Hillier, the MP for Hackney South and Shoreditch in London since 2005, said: “I represent a young borough. One of my concerns is the layering and layering of challenges on that generation.” She cited the eyewatering cost of housing, inadequate pensions saving, and the looming jobs threat from AI.
“Every government will make what seem like rational decisions in their own silo. So you can look at student loans, you can look at renting, you can look at home ownership, you can look at pensions. But cumulatively, the 20-to-30 generation has had a lot piled on them. It’s about fairness in the end.”
Hillier hailed the rising proportion of her own constituents who now go to university, helped by the significant improvement in London schools since she was first elected.
However, she warned: “Now those young people are coming out and finding rents are sky high. House prices in my area are particularly high. You couldn’t possibly be a young person locally and look across the road and think, ‘I’ll buy that property that’s being built,’ because they’re £650,000 for a two-bedroom flat, or £750,000.”
She suggests high housing costs partly explain falling birthrates in London, which is contributing to lower school rolls and in some cases, school closures.
“Housing costs are having a big impact on that,” Hillier argued. “If you’re sharing [a home] into your 30s, children can fit into a lot of things, but there’s a point where you really just need space for them.
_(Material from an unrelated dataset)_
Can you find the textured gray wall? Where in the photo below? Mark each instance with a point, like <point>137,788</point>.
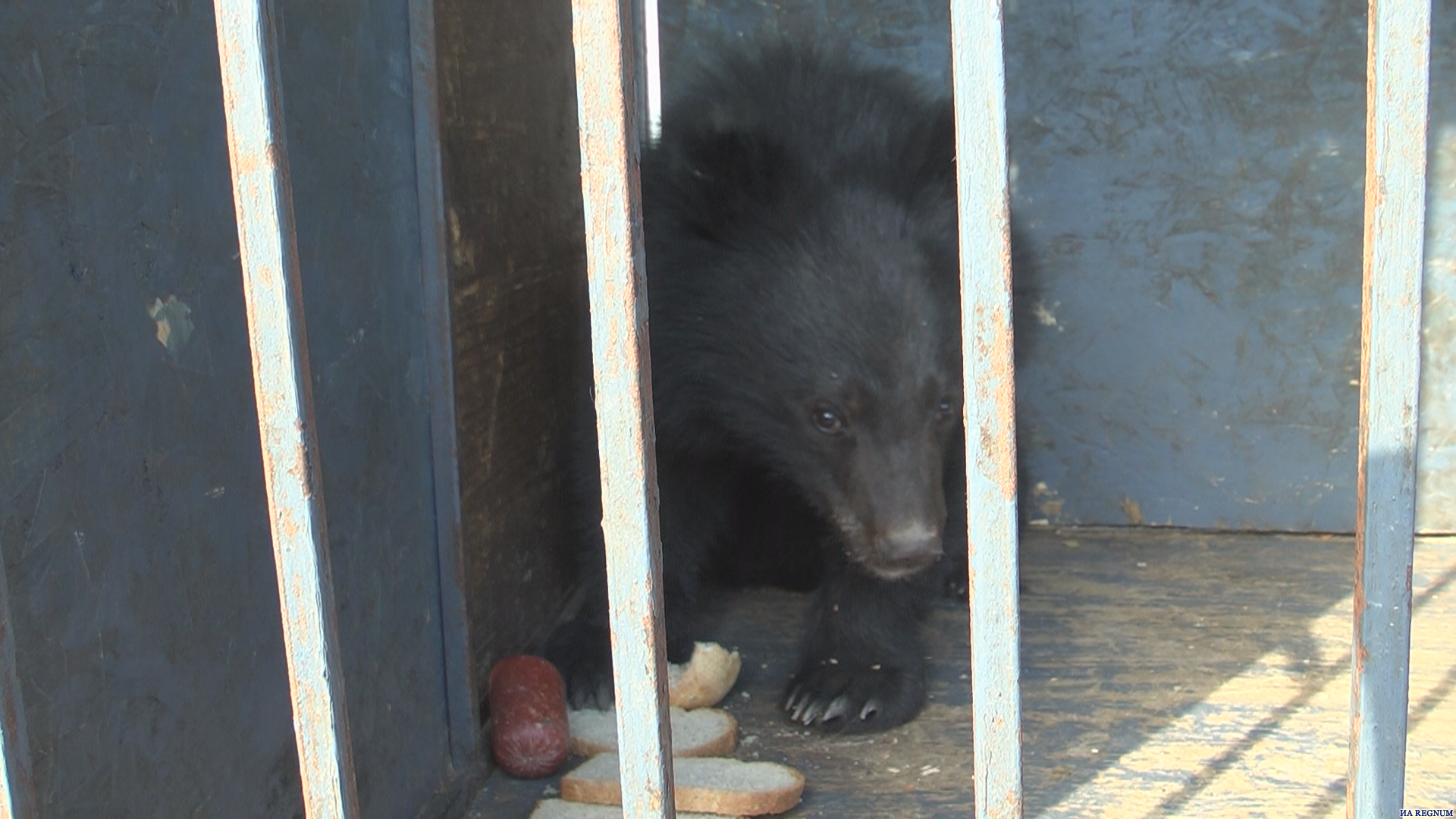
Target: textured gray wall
<point>131,510</point>
<point>1190,178</point>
And you need to have the money to pay for that. And it’s really very difficult.”
She warned many young people are struggling to pay into their pensions, too, once they have met their day-to-day living costs – storing up problems for the future.
“If people aren’t paying into their pensions, in years to come, the taxpayer will be either picking up the pieces or, depending on the colour of the government of the day, not, and you have a lot of pensioner poverty,” she said.
“We’ve got a perfect storm for that generation that’s just been building up. And AI, which has many potential benefits, is going to reshape the workforce. So are we helping young people be equipped for that newly shaped workforce? We need to be looking at that, and we need to be firing some warning shots now.”
The unemployment rate is close to a five-year high, with young people bearing the brunt.
However, Hillier argued that the nation has a clear incentive to help younger workers get on, since they will go on to be the taxpayers bearing the costs of a growing elderly population in years to come.
“You’ve got the demographic timebomb. So they’re going to be supporting the older generation. So we’ve got an interest in investing in these young people.”
A minister in Tony Blair’s Labour government, Hillier has since carved out a formidable reputation on the backbenches, initially as chair of the public affairs committee, and now as chair of the Treasury select committee.
She said she routinely carries in her handbag a pocket summary of the “whole of government accounts” – the most detailed data setting out the nation’s financial health.
Hillier used her expertise to devastating effect when she led the rebellion by backbench Labour MPs against the disability benefit cuts, in last year’s spring statement. But she is scrupulously loyal when asked if the economic morass she has described could tempt younger voters to turn to other parties such as Zack Polanksi’s Greens.
“Anywhere where you have dissatisfaction, people will always look around. But I think actually some of the things that Labour is doing – some of the early-years stuff that we’re seeing, the skills stuff, the youth guarantee, I think are all good things. And it’s early days about how much those penetrate through.”